I have to say I'm against re-wilding as I think that, when the land is no longer grazed and just left to do its own thing, it will become impossible for walkers like me and you!

Rupert books - I remember looking at all the pictures in them - don't think I ever read them but I just loved the countryside pictures! Certain landscapes still remind me of them now.

If you want to look at a really wild garden with lots of natural wild flowers you need to visit my garden - a proper wild piece of land as I never have time for it being up the hills all the time!

blueskyscotland said...

Hi Anabel. It's not nostalgia. It's still the greenest, most beautiful part of Glasgow by a long way. You only need to look at a street map of the city then look at Pollok to see how much empty space there is around it. Even now.

blueskyscotland said...

Yeah Carol, same here and I now have a bumble bee nest in my cellar so getting in for my hedge trimmer and grass strimmer is going to be tricky until they leave. Even now whenever I see a village spire or tower sticking up in a rolling rural wooded landscape I think of that tiny gyro-copter landing on the roof of that tower in that Rupert illustration or see a small secluded cove with a secret beach and path leading down to it... it comes directly from there. Very powerful images seeded into a young imagination.

Carol said...

You know the bumble bees won't bother you don't you? (or are you worried about bothering them?)

blueskyscotland said...

Third year in a row I've had them in there Carol and I'm getting a wild bee box and a bird box on Thursday hopefully. I am Mr Wildlife Garden.

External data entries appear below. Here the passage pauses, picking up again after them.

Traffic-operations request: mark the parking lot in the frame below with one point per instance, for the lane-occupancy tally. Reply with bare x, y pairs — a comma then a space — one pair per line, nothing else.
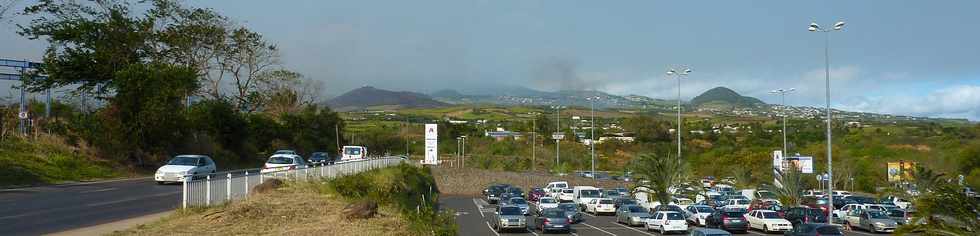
473, 215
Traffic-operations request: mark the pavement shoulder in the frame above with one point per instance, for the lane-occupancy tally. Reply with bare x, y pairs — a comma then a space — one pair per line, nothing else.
108, 228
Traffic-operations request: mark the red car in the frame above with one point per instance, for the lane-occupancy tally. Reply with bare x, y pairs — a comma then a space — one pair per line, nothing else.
535, 193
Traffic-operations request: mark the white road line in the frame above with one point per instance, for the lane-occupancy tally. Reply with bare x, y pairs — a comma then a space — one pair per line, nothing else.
597, 228
99, 190
491, 229
631, 227
479, 209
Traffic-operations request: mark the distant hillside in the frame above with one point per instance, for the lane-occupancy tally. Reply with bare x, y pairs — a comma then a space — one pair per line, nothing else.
370, 96
724, 96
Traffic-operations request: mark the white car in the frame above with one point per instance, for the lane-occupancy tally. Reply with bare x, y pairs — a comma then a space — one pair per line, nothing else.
767, 221
283, 162
599, 206
182, 166
546, 203
666, 221
566, 195
698, 213
732, 204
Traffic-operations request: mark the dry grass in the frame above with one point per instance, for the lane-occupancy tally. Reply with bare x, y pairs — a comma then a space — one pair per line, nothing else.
297, 209
471, 182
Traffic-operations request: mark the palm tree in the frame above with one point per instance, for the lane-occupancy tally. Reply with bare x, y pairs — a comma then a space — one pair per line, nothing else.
662, 172
791, 191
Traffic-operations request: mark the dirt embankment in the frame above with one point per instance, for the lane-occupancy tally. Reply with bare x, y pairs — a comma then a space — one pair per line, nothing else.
471, 182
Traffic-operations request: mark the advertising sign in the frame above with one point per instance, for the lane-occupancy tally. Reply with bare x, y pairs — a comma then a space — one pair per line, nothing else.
431, 144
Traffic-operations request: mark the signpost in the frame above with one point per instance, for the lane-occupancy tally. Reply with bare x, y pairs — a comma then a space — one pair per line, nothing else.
431, 144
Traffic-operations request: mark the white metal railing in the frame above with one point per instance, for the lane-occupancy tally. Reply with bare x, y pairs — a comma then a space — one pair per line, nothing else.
221, 187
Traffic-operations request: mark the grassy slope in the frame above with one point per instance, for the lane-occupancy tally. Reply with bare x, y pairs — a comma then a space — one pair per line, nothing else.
48, 161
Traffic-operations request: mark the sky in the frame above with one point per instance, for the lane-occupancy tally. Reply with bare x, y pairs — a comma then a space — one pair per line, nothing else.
916, 58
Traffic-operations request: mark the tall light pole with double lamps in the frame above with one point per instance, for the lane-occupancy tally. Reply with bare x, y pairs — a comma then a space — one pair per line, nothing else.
814, 27
678, 76
592, 138
782, 93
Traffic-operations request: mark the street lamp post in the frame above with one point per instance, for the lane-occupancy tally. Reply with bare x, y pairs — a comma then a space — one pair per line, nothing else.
814, 27
678, 76
557, 141
782, 93
592, 138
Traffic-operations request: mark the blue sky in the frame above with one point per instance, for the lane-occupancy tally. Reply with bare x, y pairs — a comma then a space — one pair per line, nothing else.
900, 57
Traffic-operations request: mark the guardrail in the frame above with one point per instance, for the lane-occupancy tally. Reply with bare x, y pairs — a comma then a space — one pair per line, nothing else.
226, 186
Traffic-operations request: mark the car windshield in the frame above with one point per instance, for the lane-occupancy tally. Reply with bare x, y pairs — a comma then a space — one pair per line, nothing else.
510, 211
184, 161
896, 213
877, 215
554, 214
280, 160
589, 193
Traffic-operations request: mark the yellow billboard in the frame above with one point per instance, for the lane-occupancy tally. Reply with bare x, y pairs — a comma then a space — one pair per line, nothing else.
900, 171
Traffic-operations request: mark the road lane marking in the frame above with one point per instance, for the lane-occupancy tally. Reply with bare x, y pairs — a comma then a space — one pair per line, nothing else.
131, 199
99, 190
491, 229
631, 227
479, 208
597, 228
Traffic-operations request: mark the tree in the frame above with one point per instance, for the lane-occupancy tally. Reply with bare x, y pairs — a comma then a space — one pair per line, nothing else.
662, 172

And I play with foxes, cats, and hover-flies while sunbathing and reading my book... or they play with me... I was looking at some of the Rupert Bear annual illustrations from the 1950s and 1960s online just to see if they were as detailed and artistic as I remembered them... and they were. Rare mint condition annuals can be worth thousands to collectors. I never saved mine though sadly :)

Carol said...

we didn't keep any Rupert books either.

I get hover flies being attracted to my coloured t-shirts when I'm out the back (which I love), never see any foxes to play with as they're persecuted to death around here (hunting with dogs - I thought it was illegal myself) and I chase the cats out as they're always after my hedge full of sparrows!